With this in mind, we can work with the TVM formula and use it to help determine the present value of money you have in hand today, as well as how this same amount of money may be valued at any specific point in the future and at any specific rate of interest.

Figure 7.18 Historical Purchasing Power Decline as a Result of Inflation, 2007–2020 (data source: Bureau of Labor Statistics)

The Relationship between TVM and Inflation

As we have seen, the future value formula can be very helpful in calculating the value of a sum of cash (or any liquid asset) at some future point in time. One of the important ideas relating to the concept of TVM is that it is preferable to spend money today instead of at some point in the future (all other things being equal) when inflation is positive. However, in very rare instances in our economy when inflation is negative, spending money later is preferable to spending it now. This is because in cases of negative inflation, the purchasing power of a dollar is actually greater in the future, as the costs of goods and services are declining as we move into the future.

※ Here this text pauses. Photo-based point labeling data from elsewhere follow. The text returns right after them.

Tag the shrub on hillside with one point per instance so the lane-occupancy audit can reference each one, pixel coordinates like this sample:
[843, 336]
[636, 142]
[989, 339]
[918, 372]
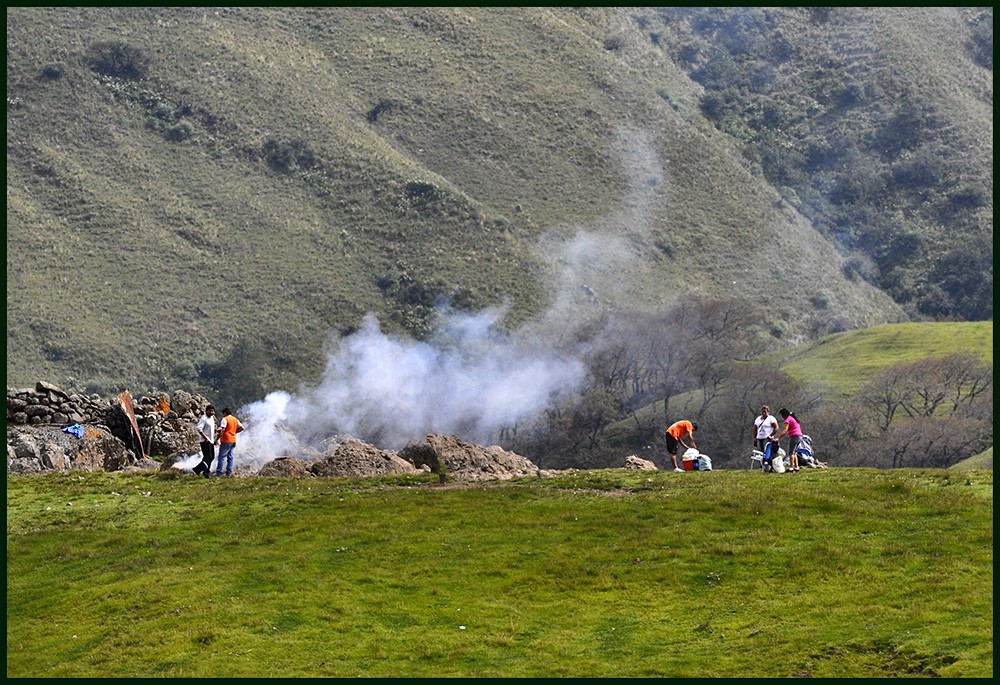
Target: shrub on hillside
[180, 131]
[289, 156]
[53, 70]
[116, 58]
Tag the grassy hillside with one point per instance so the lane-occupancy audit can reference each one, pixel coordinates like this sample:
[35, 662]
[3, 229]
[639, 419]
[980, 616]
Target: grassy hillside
[246, 182]
[835, 366]
[842, 362]
[841, 573]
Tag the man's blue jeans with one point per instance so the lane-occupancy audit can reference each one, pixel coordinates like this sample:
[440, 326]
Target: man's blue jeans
[226, 450]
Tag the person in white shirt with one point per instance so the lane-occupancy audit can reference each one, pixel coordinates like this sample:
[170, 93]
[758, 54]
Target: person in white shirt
[206, 433]
[765, 426]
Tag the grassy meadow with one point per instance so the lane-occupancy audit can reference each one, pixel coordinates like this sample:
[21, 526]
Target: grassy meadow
[604, 573]
[843, 362]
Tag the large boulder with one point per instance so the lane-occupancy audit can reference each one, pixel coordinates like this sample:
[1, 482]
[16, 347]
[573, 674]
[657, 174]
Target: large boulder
[454, 458]
[47, 448]
[169, 436]
[356, 458]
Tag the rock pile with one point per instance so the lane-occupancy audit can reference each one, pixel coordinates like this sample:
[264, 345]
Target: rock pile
[48, 404]
[166, 428]
[456, 459]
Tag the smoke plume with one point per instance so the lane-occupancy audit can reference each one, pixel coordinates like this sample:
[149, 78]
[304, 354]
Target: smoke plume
[471, 378]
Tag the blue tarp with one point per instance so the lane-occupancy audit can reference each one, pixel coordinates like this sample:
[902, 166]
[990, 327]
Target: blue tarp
[76, 429]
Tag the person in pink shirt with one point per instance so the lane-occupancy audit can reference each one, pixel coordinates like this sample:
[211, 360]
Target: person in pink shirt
[794, 432]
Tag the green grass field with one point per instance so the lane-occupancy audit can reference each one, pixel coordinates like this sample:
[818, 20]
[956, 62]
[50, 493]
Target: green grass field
[843, 362]
[609, 573]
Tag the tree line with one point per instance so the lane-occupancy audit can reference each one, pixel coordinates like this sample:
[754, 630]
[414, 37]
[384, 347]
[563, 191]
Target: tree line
[704, 359]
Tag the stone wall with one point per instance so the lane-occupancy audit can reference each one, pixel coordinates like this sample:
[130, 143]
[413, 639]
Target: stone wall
[166, 426]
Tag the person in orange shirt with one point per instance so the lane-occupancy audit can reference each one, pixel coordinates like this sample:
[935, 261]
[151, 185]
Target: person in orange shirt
[226, 436]
[675, 438]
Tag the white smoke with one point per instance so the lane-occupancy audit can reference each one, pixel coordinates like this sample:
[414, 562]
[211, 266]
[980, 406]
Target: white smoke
[469, 380]
[188, 463]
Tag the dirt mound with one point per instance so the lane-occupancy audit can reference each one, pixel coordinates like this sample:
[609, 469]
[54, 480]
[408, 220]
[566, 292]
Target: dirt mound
[459, 460]
[286, 467]
[355, 458]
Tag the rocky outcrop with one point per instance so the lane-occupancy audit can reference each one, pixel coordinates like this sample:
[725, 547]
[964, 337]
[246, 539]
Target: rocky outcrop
[455, 459]
[32, 449]
[49, 404]
[286, 467]
[166, 426]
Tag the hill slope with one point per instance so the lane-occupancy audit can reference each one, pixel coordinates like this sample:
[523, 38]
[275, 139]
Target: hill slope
[188, 188]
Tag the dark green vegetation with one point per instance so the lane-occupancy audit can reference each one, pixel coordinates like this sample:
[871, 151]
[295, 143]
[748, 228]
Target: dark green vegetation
[841, 573]
[199, 197]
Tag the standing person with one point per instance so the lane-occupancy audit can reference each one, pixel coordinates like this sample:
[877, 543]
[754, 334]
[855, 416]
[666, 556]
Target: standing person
[206, 431]
[765, 426]
[794, 432]
[228, 429]
[675, 437]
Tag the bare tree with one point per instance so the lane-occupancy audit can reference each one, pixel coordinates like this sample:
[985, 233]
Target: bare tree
[932, 442]
[885, 395]
[841, 433]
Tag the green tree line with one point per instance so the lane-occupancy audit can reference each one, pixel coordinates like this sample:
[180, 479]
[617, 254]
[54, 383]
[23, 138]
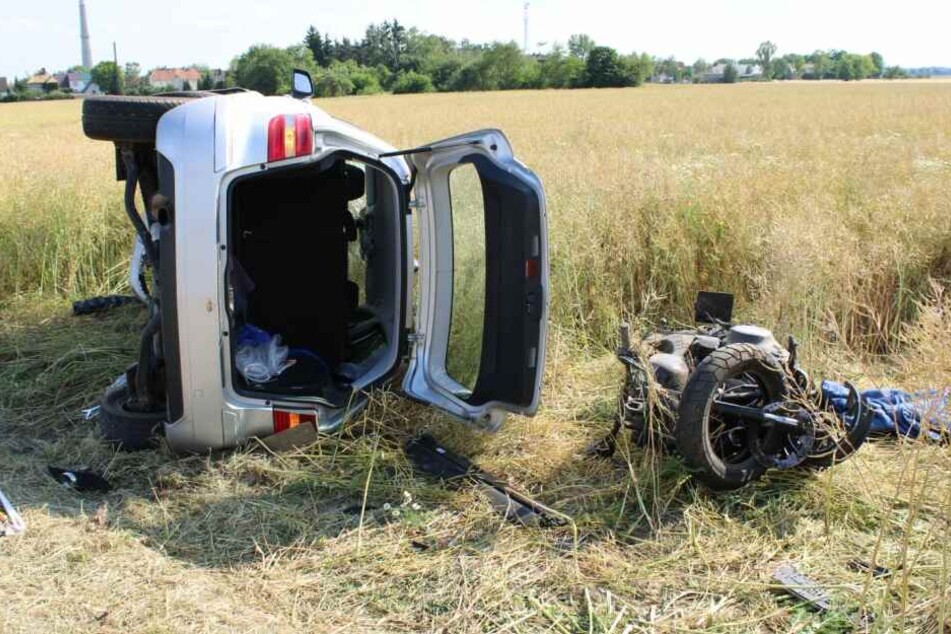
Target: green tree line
[393, 58]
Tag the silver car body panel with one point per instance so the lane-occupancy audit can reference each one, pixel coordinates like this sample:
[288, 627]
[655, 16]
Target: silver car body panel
[209, 142]
[427, 378]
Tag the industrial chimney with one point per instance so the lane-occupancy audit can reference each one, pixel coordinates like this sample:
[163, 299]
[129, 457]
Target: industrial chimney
[84, 35]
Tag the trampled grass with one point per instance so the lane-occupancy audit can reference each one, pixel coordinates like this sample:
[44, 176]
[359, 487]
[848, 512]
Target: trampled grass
[826, 208]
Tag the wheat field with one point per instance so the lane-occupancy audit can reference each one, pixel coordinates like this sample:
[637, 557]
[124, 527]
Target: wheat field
[825, 207]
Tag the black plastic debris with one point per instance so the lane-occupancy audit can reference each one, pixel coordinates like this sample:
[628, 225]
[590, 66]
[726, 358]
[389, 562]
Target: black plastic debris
[802, 587]
[81, 480]
[859, 565]
[433, 459]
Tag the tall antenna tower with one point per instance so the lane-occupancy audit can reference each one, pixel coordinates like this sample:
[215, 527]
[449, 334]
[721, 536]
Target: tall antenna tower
[525, 32]
[84, 35]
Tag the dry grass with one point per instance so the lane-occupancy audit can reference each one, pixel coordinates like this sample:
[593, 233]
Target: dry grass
[825, 208]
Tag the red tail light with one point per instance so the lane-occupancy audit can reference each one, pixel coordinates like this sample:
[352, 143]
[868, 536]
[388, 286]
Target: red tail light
[288, 420]
[288, 136]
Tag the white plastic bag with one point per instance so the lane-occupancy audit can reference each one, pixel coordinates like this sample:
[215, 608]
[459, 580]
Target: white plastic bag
[262, 362]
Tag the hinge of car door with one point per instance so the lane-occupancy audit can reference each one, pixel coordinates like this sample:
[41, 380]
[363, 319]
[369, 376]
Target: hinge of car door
[414, 341]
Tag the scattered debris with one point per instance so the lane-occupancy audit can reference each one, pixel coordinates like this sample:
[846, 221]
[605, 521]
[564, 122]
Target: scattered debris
[79, 479]
[434, 459]
[298, 436]
[10, 521]
[878, 572]
[899, 413]
[802, 587]
[731, 400]
[102, 304]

Most investors would be inclined to take a payment of money today rather than wait five years to receive a payment in the same amount. This is because inflation is almost always positive, which means that general prices of goods and services tend to increase over the passage of time. This is a direct function and result of normal economic growth. The crux of the concept of TVM is directly related to maintaining the present value of financial assets or increasing the value of these financial assets at different points in the future when they may be needed to obtain goods and services. If a consumer’s monetary assets grow at a greater rate than inflation over any period of time, then the consumer will realize an increase in their overall purchasing power. Conversely, if inflation exceeds savings or investment growth, then the consumer will lose purchasing power as time goes by under such conditions.

The Impact of Inflation on TVM

The difference between present and future values of money can be easily seen when considered under the effects of inflation. As we discussed above, inflation is defined as a state of continuously rising prices for goods and services within an economy. In the study of economics, the laws of supply and demand state that increasing the amount of money within an economy without increasing the amount of goods and services available will give consumers and businesses more money to spend on those goods and services. When more money is created and made available to the consuming public, the value of each unit of currency will diminish.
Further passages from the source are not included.